Command-Line Rust — Ken Youens-Clark (O'Reilly)
The source for Part VII. Its early chapters model exactly what the CLI arc does: building tools with clap, writing integration tests that run the compiled binary, and — the idea that matters most — exit codes and composability ("Exit Values Make Programs Composable"). The book's discipline around honest exit status is what turns panoptes from three scripts into a composable tool.
Rust for Rustaceans — Jon Gjengset (No Starch)
The source for the Foundations arc (ownership, moves, borrowing) and a best-practices reference throughout. Its Chapter 1 "Foundations" gives the flows mental model for ownership and lifetimes that the course teaches, and its intermediate-idioms chapters inform trait and API design decisions. This is the book to grow into after the course.
Effective Rust — David Drysdale (O'Reilly)
A best-practices reference, organized as discrete numbered "items" (in the tradition of Effective C++). Consulted for idiomatic choices around the type system, error handling, and API design.
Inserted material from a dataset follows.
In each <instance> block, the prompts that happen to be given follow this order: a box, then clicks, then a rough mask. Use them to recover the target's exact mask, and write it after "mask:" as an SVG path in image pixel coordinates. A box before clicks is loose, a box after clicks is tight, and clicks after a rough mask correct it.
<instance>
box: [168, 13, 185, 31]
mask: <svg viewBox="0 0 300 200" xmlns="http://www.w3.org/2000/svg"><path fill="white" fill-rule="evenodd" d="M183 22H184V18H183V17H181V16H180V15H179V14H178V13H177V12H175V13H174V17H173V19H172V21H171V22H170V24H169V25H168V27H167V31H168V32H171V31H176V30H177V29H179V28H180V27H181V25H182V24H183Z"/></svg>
Where a design decision in the harness has an idiomatic "right answer," this book usually has an item on it.
AI Engineering — Chip Huyen (O'Reilly)
Foundational knowledge for the evaluation methodology the harness serves, and the broader thread connecting Panoptes to the thesis and to Norion. It sharpens the wrap-up's framing of what a capability benchmark is and why the codebook, reliability, and analysis stages are shaped the way they are. Read it alongside the eval-engineering canon (Husain, Yan, Shankar) for the discipline this harness is an instance of.